Ganesan Prasanth, Moulder Stacy, Lee J Jack, Janku Filip, Valero Vicente, Zinner Ralph G, Naing Aung, Fu Siqing, Tsimberidou Apostolia M, Hong David, Stephen Bettzy, Stephens Philip, Yelensky Roman, Meric-Bernstam Funda, Kurzrock Razelle, Wheler Jennifer J
Department of Investigational Cancer Therapeutics (Phase I Clinical Trials Program), The University of Texas MD Anderson Cancer Center, Houston, Texas.
Department of Breast Medical Oncology, The University of Texas MD Anderson Cancer Center, Houston, Texas.
Mol Cancer Ther. 2014 Dec;13(12):3175-84. doi: 10.1158/1535-7163.MCT-14-0358. Epub 2014 Sep 24.
Patients with metastatic triple-negative breast cancer (TNBC) have poor treatment outcomes. We reviewed the electronic records of consecutive patients with metastatic TNBC treated in phase I clinic at MD Anderson Cancer Center (Houston, TX) between Augu st 2005 and May 2012. One hundred and six patients received at least 1 phase I trial. Twelve of 98 evaluable patients (12%) had either complete response (CR; n = 1), partial response (PR; n = 7), or stable disease ≥ 6 months (SD; n = 4). Patients treated on matched therapy (n = 16) compared with those on nonmatched therapy (n = 90) had improved SD ≥ 6 months/PR/CR (33% vs. 8%; P = 0.018) and longer progression-free survival (PFS; median, 6.4 vs. 1.9 months; P = 0.001). Eleven of 57 evaluable patients (19%) treated with combination chemotherapy and targeted therapy had SD ≥ 6 months/PR/CR versus 1 of 41 evaluable patients (2%) treated on other phase I trials (P = 0.013), and longer PFS (3.0 vs. 1.6 months; P < 0.0001). Patients with molecular alterations in the PI3K/AKT/mTOR pathway treated on matched therapy (n = 16) had improved PFS compared with those with and without molecular alterations treated on nonmatched therapy (n = 27; 6.4 vs. 3.2 months; P = 0.036). On multivariate analysis, improved PFS was associated with treatment with combined chemotherapy and targeted agents (P = 0.0002), ≤ 2 metastatic sites (P = 0.003), therapy with PI3K/AKT/mTOR inhibitors for those with cognate pathway abnormalities (P = 0.018), and treatment with antiangiogenic agents (P = 0.023).

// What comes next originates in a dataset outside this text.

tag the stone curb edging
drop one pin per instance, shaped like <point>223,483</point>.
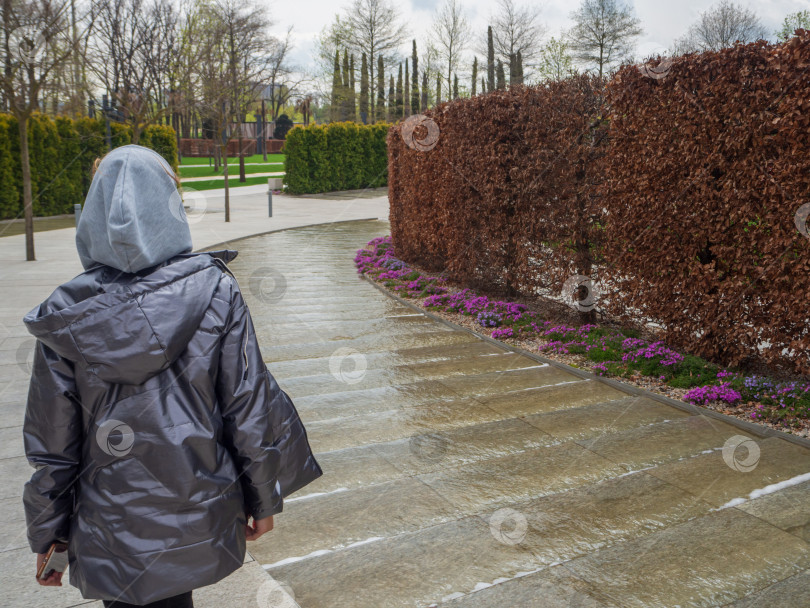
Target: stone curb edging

In summary, combinations of chemotherapy and angiogenesis and/or PI3K/AKT/mTOR inhibitors demonstrated improved outcomes in patients with metastatic TNBC.
转移性三阴性乳腺癌(TNBC)患者的治疗效果较差。我们回顾了2005年8月至2012年5月期间在德克萨斯州休斯顿市MD安德森癌症中心I期临床治疗的连续性转移性TNBC患者的电子病历。106例患者接受了至少1次I期试验。98例可评估患者中有12例(12%)获得完全缓解(CR;n = 1)、部分缓解(PR;n = 7)或疾病稳定≥6个月(SD;n = 4)。接受匹配治疗的患者(n = 16)与接受非匹配治疗的患者(n = 90)相比,疾病稳定≥6个月/部分缓解/完全缓解的比例有所提高(33%对8%;P = 0.018),无进展生存期更长(PFS;中位数,6.4个月对1.9个月;P = 0.001)。57例接受联合化疗和靶向治疗的可评估患者中有11例(19%)疾病稳定≥6个月/部分缓解/完全缓解,而在其他I期试验中接受治疗的41例可评估患者中有1例(2%)达到此效果(P = 0.013),且无进展生存期更长(3.0个月对1.6个月;P < 0.0001)。接受匹配治疗的PI3K/AKT/mTOR通路存在分子改变的患者(n = 16)与接受非匹配治疗的有和无分子改变的患者(n = 27)相比,无进展生存期有所改善(6.4个月对3.2个月;P = 0.036)。多因素分析显示,无进展生存期的改善与联合化疗和靶向药物治疗(P = 0.0002)、转移部位≤2个(P = 0.003)、针对同源通路异常患者使用PI3K/AKT/mTOR抑制剂治疗(P = 0.018)以及使用抗血管生成药物治疗(P = 0.023)相关。总之,化疗与血管生成抑制剂和/或PI3K/AKT/mTOR抑制剂联合使用可改善转移性TNBC患者的治疗效果。